Nada Prlja (Нада Прља; born ) is a Macedonian artist.

Nada Prlja was born in in Sarajevo, then part of the Socialist Federal Republic of Yugoslavia. Her brother is the writer Branko Prlja. Her mother's family were bourgeoisie who lost their property to nationalization, while her father's family were partisans. Her maternal grandmother was the painter Nada Korda; though she died before Prlja was born, her work was an early artistic influence. After her parents' divorce, she and her mother relocated to Skjope. Nada Prlja attended the National High School of Fine Art and the Academy of Fine Arts in Skopje.

Prlja earned a MPhil from the Royal College of Arts in London and taught at a number of schools in London, including the Istituto Marangoni London and the School of Art, Architecture and Design at London Metropolitan University.

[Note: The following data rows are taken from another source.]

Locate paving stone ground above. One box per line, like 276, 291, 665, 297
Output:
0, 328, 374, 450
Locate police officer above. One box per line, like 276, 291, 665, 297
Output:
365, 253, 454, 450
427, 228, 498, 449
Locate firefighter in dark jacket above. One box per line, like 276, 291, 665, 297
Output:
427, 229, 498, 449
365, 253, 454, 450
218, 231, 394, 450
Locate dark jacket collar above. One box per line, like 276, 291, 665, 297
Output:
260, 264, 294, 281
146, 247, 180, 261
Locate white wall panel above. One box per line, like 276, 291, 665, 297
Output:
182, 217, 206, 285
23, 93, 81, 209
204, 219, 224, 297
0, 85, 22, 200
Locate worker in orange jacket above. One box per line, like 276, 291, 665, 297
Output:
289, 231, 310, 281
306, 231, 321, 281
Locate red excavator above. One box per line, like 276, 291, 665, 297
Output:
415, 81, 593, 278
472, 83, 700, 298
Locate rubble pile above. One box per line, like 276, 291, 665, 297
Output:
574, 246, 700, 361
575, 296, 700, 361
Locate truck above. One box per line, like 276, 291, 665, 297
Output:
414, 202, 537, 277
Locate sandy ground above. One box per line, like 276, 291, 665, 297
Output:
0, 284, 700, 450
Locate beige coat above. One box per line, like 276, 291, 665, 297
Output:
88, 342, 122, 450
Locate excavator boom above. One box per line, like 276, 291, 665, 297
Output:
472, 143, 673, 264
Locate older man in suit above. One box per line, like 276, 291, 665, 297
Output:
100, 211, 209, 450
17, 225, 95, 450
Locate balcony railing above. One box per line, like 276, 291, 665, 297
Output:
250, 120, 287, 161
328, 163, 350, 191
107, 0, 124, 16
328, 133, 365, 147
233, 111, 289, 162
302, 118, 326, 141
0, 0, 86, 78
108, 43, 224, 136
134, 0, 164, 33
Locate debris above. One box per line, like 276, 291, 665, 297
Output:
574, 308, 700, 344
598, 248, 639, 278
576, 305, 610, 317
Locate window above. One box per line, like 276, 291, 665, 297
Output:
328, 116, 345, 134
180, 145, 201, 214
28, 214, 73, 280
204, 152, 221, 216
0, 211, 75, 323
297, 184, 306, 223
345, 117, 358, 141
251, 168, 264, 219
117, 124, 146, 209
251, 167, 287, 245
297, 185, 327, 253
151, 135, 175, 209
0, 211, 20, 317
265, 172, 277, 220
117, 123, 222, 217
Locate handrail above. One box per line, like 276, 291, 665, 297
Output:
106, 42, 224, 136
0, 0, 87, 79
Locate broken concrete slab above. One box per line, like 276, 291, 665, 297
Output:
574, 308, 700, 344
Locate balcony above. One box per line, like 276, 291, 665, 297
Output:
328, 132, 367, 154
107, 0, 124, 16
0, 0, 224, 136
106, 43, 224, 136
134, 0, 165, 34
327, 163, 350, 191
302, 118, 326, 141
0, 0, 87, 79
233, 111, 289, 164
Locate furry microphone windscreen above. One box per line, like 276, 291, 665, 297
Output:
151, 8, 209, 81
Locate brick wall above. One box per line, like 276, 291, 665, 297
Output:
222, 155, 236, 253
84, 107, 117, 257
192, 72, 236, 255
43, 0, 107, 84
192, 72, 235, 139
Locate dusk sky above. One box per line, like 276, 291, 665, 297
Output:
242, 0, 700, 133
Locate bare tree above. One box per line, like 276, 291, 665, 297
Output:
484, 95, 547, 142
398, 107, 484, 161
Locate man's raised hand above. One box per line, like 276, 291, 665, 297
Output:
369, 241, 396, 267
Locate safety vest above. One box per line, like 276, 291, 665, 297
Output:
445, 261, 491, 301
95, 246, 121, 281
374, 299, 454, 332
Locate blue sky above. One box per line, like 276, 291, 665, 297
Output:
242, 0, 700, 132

Her Peace Wall was part of the 7th Berlin Biennial in 2012. It was a black barrier 12 metres (39 ft) wide by 5 metres (16 ft) high blocking Friedrichstraße at the point roughly 200 metres (220 yd) south of Checkpoint Charlie, where tourist attractions and expensive shops give way to a largely immigrant and poor neighborhood of Kreuzberg. Intended to highlight poverty and neighborhood displacement, instead it drew criticism and even vandalism from many the Kreuzberg neighborhood who thought it was ugly and disrupted traffic and business. It was disassembled several weeks early.

Her project Department for Conservation and Restoration is a series of plasterboard reinterpretations of the celebrated murals by Borko Lazeski that were destroyed when the Central Hall of the Telecommunication Center in Skopje burned in 2013.

She represented North Macedonia at the 58th Venice Biennale in 2019 with an exhibition called Subversion to Red.